Dean on the ‘war on terror’:

“Iran (along with Saudi Arabia, Syria, and Libya) are “funding Palestinian terrorists and fueling terrorism throughout the world.”

Dean on domestic policy:

“During his Vermont tenure, he tried to cut benefits for the aged, blind and disabled, spearheaded a new workfare state”

Dean the ‘progressive’?

“Says Robert Dreyfuss, “He’s a hard-nosed, penny-pinching fiscal conservative who seems to delight in sticking his thumb in the eye of the Democrats on the party’s ever-shrinking left wing.” In fact Dean clashed so “often with [Vermont’s legislative] Democrats over taxes and spending [that he drove] many liberal-left Democrats into the arms of the Progressive Party and of Representative Bernie Sanders, Congress’s lone socialist.” (One can assume, given the Democrats’ attacks on Ralph Nader following the 2000 election, that what Dean produced in Vermont is precisely what the Party seeks to avoid in 2004.) Economist Max Sawicky says Dean “often turned his acerbic words on the left wing of his own party. . . [He] supported Vermonters’ right to carry concealed weapons and resisted many spending proposals.” And, quoting political scientist Garrison Nelson, “His born-again liberalism has caught a lot of us by surprise.” Elizabeth Mehren of the Los Angeles Times quotes Dean’s “determination to ‘make sure this party comes back to its center.’”

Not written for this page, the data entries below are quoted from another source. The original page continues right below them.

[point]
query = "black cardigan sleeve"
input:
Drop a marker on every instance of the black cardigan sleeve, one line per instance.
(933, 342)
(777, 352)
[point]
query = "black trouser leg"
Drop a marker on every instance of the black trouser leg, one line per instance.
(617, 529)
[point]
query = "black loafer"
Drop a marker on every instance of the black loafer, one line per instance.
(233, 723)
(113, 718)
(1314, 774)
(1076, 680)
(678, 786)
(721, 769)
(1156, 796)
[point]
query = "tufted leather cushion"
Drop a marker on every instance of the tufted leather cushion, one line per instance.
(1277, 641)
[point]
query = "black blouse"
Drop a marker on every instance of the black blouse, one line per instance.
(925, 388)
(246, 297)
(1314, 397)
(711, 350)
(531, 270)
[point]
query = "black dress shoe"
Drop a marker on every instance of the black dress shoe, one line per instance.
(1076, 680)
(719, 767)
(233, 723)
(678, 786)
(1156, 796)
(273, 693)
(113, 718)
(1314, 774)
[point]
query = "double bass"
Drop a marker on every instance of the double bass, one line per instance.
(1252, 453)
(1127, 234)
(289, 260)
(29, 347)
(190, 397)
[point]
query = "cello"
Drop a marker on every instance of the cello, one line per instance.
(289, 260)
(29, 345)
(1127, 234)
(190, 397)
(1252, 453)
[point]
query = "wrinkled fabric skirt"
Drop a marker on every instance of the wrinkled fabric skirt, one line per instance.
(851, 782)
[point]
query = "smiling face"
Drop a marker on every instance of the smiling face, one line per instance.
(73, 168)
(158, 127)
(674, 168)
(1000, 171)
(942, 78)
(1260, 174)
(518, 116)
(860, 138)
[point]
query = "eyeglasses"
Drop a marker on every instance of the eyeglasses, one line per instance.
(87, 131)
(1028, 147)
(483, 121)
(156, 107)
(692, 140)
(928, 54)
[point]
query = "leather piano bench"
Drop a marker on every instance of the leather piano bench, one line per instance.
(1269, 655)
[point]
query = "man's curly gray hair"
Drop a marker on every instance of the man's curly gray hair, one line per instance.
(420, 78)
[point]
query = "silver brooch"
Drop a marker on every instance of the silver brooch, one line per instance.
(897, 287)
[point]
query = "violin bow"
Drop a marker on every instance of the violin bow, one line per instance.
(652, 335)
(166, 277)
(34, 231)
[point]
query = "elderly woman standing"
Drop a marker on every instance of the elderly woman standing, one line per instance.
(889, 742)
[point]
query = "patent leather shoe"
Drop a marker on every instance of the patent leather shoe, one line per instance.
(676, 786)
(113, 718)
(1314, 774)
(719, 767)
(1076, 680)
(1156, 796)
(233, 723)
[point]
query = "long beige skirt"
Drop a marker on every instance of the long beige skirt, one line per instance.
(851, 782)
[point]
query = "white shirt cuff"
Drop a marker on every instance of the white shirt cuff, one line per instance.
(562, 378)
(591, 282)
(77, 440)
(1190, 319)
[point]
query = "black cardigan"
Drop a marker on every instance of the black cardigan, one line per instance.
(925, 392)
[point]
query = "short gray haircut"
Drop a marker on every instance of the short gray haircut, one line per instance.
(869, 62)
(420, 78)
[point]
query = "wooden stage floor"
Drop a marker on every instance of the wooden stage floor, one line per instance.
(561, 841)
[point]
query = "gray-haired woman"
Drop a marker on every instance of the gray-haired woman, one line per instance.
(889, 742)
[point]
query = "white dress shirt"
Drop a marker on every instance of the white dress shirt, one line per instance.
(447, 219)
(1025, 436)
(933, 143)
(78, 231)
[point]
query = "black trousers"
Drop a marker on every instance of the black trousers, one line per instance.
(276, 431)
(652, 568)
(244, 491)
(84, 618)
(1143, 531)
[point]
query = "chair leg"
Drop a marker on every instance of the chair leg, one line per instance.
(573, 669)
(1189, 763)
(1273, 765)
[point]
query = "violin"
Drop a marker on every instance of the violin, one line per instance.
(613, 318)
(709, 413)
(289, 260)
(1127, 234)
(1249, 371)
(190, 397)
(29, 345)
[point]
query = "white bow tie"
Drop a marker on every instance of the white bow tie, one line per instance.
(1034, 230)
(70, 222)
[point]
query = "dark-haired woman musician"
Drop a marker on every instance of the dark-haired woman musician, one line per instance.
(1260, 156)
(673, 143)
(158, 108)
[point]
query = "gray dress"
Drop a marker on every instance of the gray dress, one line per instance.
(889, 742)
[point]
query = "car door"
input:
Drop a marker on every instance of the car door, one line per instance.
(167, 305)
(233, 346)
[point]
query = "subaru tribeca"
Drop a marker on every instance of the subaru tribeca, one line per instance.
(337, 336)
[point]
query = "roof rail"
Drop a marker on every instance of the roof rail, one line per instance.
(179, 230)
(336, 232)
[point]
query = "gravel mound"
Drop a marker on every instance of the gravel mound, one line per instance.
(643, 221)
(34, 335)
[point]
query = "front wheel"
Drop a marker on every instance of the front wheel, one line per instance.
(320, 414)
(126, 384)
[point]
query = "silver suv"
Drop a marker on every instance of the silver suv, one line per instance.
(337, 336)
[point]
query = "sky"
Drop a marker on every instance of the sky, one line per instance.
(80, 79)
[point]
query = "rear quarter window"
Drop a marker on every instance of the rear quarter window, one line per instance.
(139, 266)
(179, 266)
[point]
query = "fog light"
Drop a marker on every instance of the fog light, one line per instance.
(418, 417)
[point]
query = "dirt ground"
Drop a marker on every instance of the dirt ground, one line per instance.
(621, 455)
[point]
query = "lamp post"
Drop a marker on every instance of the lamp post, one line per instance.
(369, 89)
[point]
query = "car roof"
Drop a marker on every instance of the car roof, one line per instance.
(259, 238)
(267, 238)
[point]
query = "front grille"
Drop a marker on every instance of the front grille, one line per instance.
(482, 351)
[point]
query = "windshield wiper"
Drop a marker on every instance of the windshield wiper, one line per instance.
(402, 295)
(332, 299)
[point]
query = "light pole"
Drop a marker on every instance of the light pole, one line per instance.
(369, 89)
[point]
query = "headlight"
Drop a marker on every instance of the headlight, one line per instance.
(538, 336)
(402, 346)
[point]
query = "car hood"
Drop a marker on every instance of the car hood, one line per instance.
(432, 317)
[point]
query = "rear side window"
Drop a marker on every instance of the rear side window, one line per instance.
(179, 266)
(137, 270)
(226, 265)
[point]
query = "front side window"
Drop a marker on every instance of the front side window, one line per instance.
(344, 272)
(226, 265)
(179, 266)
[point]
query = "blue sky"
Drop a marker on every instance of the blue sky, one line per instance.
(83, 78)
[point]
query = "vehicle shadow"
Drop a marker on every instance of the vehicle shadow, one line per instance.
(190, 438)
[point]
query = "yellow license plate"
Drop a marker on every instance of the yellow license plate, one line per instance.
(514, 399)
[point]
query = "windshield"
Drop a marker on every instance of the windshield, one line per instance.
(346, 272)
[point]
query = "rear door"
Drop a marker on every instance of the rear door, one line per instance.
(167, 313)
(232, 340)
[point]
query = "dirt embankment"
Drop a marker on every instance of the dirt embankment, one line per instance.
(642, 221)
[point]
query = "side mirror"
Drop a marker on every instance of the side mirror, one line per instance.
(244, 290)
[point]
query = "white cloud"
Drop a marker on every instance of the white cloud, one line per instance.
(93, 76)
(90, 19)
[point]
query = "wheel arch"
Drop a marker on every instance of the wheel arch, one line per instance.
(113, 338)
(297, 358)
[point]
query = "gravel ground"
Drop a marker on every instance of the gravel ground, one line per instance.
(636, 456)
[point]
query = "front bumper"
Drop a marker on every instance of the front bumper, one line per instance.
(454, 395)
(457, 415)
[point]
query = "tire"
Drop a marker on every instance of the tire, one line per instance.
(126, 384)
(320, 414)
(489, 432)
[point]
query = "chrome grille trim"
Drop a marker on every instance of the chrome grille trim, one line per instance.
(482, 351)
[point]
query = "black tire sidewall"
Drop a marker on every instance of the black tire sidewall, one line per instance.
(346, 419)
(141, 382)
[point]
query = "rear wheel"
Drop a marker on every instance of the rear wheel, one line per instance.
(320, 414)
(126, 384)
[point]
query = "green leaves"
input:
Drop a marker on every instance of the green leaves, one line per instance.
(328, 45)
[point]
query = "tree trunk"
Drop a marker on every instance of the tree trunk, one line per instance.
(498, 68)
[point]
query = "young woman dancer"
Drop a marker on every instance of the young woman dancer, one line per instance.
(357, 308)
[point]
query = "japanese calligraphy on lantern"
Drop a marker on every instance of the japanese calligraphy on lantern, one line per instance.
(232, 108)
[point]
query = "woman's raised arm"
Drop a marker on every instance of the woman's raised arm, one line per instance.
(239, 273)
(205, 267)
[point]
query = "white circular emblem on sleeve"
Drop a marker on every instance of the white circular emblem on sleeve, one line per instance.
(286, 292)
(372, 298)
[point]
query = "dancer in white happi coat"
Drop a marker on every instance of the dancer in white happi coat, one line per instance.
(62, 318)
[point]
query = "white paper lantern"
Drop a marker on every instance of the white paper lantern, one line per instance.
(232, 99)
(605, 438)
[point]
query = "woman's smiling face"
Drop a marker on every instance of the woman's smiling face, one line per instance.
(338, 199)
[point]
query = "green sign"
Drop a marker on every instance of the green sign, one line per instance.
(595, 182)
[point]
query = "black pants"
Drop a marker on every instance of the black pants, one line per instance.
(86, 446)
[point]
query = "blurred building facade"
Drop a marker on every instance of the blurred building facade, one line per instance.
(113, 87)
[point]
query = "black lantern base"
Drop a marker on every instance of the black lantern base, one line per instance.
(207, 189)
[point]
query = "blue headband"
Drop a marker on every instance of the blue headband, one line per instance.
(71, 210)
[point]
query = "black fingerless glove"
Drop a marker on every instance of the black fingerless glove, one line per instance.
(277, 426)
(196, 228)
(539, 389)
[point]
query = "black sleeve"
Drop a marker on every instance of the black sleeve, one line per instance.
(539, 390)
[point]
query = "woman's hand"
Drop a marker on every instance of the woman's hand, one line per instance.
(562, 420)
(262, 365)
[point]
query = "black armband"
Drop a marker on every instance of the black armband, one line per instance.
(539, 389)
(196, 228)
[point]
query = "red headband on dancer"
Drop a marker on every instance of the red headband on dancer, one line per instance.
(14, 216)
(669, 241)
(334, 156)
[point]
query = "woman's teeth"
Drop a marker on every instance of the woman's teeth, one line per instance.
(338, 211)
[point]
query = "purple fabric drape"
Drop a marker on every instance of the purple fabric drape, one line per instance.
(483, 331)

The above link is well worth visiting especially by the Independent’s journalists, who would do well to check their facts before dumping their vision of reality on us.

The central point is however, that the mainstream press has done a con job on the reader by not merely moving the goal posts, it has removed them entirely. The discourse, such as it is, has shifted the debate from the realm of the real world to that of one invented purely in the minds of media and its corporate owners.

The carefully crafted illusion that the media presents to us, excludes any reference to that other Howard Dean, the real Howard Dean, a man, who in pursuit of votes has shifted his position to exploit the deep discontent felt by many in the US not only about the war but also the domestic economy.

Where for example, is the coverage of Dennis Kucinich, one of the the only genuinely progressive Democratic candidates, who has been totally excluded from press coverage, not only in the US but also here in the UK? Nowhere, and why? Because Kucinich is not a ‘front runner’. And why is not a ‘front runner’? Because his programme runs counter to the ideology of the corporate media, hence all reportage of his programme is excluded from public discourse. What happened I wonder, to the notion of ‘objective’ news, or presenting all sides of the issue?